Rund um diese Fragen wurde diese Woche beim Video-Talk „STANDARD mitreden“ diskutiert und gestritten. Mit dabei war der langjährige Chef des Energieversorgers Verbund, Wolfgang Anzengruber. Er sagt: Die Energiemärkte zu liberalisieren sei richtig gewesen, für Kunden sei damit der Strom günstiger geworden. Doch nun gehöre staatlich eingegriffen: Die Regeln zur Preisfestsetzung zu ändern („Merit Order“) sei das Mindeste.
Heftig widersprochen wurde ihm da von Lisa Mittendrein von Attac Österreich: Die Logik der Börsen würde Strom- und Gasmärkte nur krisenanfälliger machen. Was ihre Rezepte sind? Die Antworten gibt es im Video.
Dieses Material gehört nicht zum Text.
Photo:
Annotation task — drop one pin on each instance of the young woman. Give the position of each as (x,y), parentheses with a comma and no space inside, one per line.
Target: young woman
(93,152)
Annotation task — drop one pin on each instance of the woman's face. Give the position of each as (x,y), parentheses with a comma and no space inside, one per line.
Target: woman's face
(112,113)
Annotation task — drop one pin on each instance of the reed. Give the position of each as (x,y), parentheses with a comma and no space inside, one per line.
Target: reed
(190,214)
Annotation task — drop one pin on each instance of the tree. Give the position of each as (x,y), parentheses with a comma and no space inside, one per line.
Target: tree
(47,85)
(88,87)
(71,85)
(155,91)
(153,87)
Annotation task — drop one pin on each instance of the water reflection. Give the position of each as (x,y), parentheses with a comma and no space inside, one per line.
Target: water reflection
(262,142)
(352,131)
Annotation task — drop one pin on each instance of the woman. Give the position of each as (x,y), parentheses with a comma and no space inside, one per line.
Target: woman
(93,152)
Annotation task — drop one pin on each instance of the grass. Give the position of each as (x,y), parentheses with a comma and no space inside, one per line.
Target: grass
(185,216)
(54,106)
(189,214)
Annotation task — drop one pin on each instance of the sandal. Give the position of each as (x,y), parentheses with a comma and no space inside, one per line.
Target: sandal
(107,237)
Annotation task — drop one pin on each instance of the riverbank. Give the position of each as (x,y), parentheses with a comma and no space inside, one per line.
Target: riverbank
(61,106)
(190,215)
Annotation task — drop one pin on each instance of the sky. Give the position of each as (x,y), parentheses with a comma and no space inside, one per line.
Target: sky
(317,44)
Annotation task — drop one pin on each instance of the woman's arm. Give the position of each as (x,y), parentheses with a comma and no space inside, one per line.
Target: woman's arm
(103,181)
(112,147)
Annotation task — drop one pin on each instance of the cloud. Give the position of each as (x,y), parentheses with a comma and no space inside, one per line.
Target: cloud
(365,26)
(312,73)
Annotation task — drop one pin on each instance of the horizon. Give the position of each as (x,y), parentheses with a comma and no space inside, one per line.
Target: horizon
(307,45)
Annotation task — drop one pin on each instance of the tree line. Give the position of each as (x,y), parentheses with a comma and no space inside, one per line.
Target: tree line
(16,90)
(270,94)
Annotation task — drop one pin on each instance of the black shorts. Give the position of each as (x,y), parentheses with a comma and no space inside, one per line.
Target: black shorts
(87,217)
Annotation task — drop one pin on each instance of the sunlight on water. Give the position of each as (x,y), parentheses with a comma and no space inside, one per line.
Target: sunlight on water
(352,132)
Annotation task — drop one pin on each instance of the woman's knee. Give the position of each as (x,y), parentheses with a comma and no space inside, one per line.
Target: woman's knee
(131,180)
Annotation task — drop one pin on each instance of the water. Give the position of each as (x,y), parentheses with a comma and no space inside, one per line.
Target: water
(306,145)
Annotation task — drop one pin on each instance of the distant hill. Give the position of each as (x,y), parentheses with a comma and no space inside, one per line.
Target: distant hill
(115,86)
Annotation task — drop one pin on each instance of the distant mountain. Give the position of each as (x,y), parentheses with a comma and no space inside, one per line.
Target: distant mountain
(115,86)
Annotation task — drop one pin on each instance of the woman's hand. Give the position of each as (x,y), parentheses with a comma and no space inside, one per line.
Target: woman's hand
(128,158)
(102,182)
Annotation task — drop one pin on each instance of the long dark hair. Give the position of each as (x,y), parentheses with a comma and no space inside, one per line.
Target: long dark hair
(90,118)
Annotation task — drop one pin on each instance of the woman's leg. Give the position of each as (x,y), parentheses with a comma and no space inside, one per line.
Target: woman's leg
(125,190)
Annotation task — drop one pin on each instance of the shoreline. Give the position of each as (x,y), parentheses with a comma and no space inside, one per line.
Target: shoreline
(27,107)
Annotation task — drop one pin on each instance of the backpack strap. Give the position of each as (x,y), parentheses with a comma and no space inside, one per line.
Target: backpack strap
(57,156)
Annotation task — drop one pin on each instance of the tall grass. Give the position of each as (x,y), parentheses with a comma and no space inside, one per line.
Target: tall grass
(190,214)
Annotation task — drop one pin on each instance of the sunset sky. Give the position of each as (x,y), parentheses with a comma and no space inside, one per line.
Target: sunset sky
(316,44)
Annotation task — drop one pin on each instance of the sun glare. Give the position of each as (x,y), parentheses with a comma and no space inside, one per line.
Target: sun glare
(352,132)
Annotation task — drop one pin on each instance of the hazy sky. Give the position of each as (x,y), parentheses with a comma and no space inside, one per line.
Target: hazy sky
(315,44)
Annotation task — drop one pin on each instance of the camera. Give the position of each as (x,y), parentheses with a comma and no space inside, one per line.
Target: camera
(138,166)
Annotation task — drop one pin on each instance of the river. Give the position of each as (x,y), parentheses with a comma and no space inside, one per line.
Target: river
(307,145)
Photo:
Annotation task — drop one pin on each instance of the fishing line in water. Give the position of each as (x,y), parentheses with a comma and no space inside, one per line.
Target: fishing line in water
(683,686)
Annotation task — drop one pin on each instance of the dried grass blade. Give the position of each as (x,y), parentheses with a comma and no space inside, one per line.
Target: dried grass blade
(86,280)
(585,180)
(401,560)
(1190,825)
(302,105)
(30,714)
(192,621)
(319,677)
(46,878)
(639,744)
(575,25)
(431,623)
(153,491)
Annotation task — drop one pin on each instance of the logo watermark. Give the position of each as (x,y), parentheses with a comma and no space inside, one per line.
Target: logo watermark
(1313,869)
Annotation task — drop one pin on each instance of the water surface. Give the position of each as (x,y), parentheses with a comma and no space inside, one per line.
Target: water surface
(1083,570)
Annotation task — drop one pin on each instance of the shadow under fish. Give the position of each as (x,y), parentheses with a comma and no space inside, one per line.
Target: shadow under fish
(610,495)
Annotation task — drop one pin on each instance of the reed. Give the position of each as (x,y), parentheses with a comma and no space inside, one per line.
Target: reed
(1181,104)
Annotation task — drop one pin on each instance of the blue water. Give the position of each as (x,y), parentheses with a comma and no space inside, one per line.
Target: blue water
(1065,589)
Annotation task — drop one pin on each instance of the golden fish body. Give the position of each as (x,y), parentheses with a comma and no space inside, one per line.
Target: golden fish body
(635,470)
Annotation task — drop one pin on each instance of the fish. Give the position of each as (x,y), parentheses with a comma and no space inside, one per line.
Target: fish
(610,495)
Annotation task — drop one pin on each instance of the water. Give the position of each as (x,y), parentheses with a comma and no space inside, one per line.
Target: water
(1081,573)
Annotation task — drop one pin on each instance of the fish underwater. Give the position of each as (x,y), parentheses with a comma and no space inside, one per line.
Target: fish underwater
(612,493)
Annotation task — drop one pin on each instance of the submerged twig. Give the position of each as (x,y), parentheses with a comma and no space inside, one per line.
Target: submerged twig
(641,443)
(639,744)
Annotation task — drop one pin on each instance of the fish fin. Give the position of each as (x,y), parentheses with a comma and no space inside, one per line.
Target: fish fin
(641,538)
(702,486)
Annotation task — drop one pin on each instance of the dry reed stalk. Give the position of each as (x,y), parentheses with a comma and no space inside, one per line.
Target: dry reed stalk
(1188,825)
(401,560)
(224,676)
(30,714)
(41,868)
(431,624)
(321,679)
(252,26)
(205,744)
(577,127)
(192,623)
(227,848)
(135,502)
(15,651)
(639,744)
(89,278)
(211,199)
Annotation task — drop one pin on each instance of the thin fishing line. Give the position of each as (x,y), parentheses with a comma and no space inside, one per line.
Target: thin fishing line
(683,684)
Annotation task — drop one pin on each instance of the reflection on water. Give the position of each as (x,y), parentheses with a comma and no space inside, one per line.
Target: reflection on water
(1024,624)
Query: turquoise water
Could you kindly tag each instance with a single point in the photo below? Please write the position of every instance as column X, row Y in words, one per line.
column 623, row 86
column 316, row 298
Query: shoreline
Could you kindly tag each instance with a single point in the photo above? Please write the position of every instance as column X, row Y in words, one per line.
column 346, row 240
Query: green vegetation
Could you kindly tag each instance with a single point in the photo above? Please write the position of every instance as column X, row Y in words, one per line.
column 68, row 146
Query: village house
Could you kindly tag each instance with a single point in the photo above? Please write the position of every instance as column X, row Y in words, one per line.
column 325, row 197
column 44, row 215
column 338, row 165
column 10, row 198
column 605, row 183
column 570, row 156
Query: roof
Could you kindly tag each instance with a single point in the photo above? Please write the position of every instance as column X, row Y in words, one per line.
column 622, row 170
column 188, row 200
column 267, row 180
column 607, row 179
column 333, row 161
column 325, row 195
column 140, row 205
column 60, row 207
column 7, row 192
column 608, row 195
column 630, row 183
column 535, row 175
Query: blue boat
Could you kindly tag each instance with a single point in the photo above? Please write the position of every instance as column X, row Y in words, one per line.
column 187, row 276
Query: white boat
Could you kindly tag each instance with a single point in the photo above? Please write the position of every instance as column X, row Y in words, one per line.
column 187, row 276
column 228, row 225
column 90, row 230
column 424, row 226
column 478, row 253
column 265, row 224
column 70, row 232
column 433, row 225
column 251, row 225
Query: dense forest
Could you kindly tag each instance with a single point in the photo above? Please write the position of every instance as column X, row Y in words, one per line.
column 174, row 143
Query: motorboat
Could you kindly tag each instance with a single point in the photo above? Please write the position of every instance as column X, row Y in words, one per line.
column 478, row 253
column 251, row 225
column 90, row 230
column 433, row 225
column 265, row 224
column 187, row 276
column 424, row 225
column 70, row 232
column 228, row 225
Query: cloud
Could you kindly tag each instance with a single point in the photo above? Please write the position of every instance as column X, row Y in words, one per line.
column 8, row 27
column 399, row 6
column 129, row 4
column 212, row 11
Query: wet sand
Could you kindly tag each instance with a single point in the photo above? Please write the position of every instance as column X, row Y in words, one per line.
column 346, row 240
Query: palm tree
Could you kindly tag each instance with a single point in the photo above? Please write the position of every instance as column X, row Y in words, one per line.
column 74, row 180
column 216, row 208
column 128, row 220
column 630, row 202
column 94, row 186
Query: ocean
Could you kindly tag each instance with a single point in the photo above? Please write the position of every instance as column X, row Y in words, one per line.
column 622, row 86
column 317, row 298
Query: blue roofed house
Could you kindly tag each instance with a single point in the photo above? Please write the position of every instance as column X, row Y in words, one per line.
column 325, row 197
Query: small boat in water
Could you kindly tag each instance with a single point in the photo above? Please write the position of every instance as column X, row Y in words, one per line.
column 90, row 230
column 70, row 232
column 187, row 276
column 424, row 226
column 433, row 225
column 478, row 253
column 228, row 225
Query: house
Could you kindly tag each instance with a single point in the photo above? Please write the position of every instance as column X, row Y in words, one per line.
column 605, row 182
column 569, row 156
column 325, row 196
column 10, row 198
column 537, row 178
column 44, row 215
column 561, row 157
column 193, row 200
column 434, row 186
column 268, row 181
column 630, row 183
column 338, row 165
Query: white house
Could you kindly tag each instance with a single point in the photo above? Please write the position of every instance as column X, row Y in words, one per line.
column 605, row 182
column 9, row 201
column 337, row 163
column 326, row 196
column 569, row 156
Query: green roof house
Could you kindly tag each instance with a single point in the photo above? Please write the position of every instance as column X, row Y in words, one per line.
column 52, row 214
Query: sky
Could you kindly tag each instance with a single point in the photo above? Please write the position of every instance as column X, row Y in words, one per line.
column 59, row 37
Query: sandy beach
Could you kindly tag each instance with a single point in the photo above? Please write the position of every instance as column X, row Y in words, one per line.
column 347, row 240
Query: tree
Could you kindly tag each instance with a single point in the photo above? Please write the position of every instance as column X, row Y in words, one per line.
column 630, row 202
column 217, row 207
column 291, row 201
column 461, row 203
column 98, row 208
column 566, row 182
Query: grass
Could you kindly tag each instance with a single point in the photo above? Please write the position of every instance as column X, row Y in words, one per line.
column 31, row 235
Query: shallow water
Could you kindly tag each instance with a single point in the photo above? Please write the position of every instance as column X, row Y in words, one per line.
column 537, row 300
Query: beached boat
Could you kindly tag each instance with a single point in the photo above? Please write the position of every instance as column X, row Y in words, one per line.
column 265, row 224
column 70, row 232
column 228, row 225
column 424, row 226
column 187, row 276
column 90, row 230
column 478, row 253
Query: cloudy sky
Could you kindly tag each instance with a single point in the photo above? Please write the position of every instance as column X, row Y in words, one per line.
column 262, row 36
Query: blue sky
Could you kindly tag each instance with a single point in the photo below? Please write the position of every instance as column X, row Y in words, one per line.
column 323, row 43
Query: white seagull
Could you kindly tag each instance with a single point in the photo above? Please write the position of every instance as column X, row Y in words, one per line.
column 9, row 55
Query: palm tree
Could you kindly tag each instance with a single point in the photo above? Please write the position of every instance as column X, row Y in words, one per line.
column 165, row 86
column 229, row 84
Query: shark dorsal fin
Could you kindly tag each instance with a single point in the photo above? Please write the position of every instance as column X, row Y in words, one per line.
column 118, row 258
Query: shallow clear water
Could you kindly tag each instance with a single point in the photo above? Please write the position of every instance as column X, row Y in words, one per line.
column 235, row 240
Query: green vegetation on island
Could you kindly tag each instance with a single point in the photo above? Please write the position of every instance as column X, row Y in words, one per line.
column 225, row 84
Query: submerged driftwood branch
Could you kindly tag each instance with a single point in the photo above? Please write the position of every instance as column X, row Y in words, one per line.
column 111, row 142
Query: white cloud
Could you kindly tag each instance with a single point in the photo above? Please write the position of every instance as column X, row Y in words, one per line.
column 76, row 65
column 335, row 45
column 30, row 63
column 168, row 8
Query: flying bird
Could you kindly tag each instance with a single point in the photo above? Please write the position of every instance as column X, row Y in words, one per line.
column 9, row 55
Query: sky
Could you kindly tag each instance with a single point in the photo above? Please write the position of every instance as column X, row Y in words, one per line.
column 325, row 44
Mit dabei bei der Diskussion war Lukas Stühlinger, Energie- und Finanzexperte von Fingreen. Er erläuterte, welche Vorschläge nun dazu auf dem Tisch liegen, um die Strompreise runterzubringen, und was diese taugen.
In Unternehmen undenkbar
Der Parteichef der Wiener Grünen, Peter Kraus, und der Jurist Peter Bußjäger sprechen über politische Lehren der Causa. Ist es vertretbar, wenn Bürgermeister Michael Ludwig hier im Alleingang und ohne Kontrolle durch den Gemeinderat 1,4 Milliarden Euro an Wien Energie zuschießen konnte? Bußjäger sieht Reformbedarf für mehr Kontrolle.
Und Ex-Manager Anzengruber sagt, dass in einem großen Unternehmen eine solche Entscheidung nie auf einer Schulter lasten könne. Viel mehr als Spesenabrechnungen habe er als Verbundchef nicht im Alleingang freigeben können.